May I suggest you take off your ideological blinders for a second. I was right in the middle of the dot com bust. Factories standing idle was exactly what happened, as I well knew as an unhappy Solectron stockholder. Not to mention me seeing the little bit of manufacturing capability my company hadn’t outsourced standing idle, and the manufacturing engineers laid off. I’m a realist, and know that stimulating consumption is not always the answer. You should be one too, and understand that in 2000-2001 it was.
My area of the country had a much worse recession than many - we also had a bigger boom, so I’m not complaining. I can measure that by the crash in the commercial real estate market which we’re not yet out of, judging by the number of office complexes that are still empty near where I work in the heart of Silicon Valley.
What would the mass of people do with the money? Buy stuff, which would require more production, which would mean people would be hired, which would accelerate employment - which if you recall was not even at the level needed to take in new workers until about 2004. Like I said, what was done with the money? I’m not sure, but no one in my industry was expanding capacity no matter how much they got. That would be idiotic. Not just pet food sellers messed up - I heard a VP of Intel make a prediction for the server market that was wildly optimistic.
Do you deny that there was overcapacity? I could explain why there was, if you want.
You remember incorrectly.
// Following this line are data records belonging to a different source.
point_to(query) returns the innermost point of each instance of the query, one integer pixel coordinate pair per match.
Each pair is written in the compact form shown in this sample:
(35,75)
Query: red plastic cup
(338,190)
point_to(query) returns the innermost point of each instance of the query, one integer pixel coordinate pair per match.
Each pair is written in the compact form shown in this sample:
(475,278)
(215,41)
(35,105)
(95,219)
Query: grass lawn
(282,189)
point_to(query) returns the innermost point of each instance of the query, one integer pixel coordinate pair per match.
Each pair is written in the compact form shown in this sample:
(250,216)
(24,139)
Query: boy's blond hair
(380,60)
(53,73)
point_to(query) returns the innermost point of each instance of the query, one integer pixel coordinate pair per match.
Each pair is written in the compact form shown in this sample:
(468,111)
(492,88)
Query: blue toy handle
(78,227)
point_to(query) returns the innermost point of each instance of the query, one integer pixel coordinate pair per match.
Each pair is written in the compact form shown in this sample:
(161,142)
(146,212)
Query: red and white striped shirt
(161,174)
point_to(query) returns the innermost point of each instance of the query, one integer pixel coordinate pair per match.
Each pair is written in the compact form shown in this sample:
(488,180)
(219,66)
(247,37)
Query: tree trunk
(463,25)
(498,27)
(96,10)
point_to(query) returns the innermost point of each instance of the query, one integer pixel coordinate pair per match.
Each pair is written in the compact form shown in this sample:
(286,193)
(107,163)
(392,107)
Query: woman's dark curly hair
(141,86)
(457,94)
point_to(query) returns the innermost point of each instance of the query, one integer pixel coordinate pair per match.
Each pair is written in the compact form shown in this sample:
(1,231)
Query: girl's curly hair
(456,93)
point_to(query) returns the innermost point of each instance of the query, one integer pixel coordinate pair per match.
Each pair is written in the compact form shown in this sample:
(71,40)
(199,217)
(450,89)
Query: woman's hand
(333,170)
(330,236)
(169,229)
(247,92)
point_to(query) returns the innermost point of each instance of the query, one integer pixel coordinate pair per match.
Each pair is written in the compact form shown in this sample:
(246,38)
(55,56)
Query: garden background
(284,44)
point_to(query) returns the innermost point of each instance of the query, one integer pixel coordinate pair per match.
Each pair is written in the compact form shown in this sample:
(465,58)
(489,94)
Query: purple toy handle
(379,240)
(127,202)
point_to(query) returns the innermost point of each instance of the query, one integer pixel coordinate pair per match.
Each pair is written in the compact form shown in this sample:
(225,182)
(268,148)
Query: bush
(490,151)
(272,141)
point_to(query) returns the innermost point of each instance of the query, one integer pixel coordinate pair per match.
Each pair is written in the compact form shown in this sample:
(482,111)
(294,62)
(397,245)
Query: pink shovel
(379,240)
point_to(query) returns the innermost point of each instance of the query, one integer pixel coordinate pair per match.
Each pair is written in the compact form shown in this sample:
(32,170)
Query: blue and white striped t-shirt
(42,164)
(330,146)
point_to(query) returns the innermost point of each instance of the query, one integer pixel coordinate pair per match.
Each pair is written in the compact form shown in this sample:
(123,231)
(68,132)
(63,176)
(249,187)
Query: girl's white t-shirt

However, you are right that Bush had nothing to do with it. But, its affects were more well pronounced for those of us in the middle of it, not for those of you who read about it in the papers.
I assure you, you don’t know what you are talking about. There was an immense amount of inventory on the used market at the time. Who would buy new computers when you can buy leftovers from a dot.com at half the price? What eventually pulled things out - mostly - was moving to the next generation of technology. I assure you, inventories are watched very, very carefully. Modern manufacturing processes try to minimize inventory until it is needed (like Dell does very well.) Like I said, the CMs got hurt even worse than the OEMs, since the CMs buy the parts. My company didn’t have to write off a lot of stuff, but like I said, Cisco did. They’re pretty smart also.
You clearly are of the opinion that it makes sense to produce things when no one can afford to buy them.
Yes, production got cut. So why did a tax cut meant to encourage investment in production at the same time companies were shedding production make sense again?
If I try really hard, I might be able to dig up someone who struck gold twice. But mostly I agree. Billionaires do invest in start-ups, but not enough to put their wealth at risk. They aren’t usually very successful. (Remember NeXt?) In another thread there was talk of survivor bias - this is a great example. If you look at people who made a fortune, it is easy to convince yourself they are all brilliant, instead of lucky. That is, until their next try falls flat.
Remember the Tom Peters books? He profiled all these great companies who were supposedly going to teach us management secrets. He of course profiles companies who were doing great. Most of them collapsed soon after. It pretty much became a joke after a while.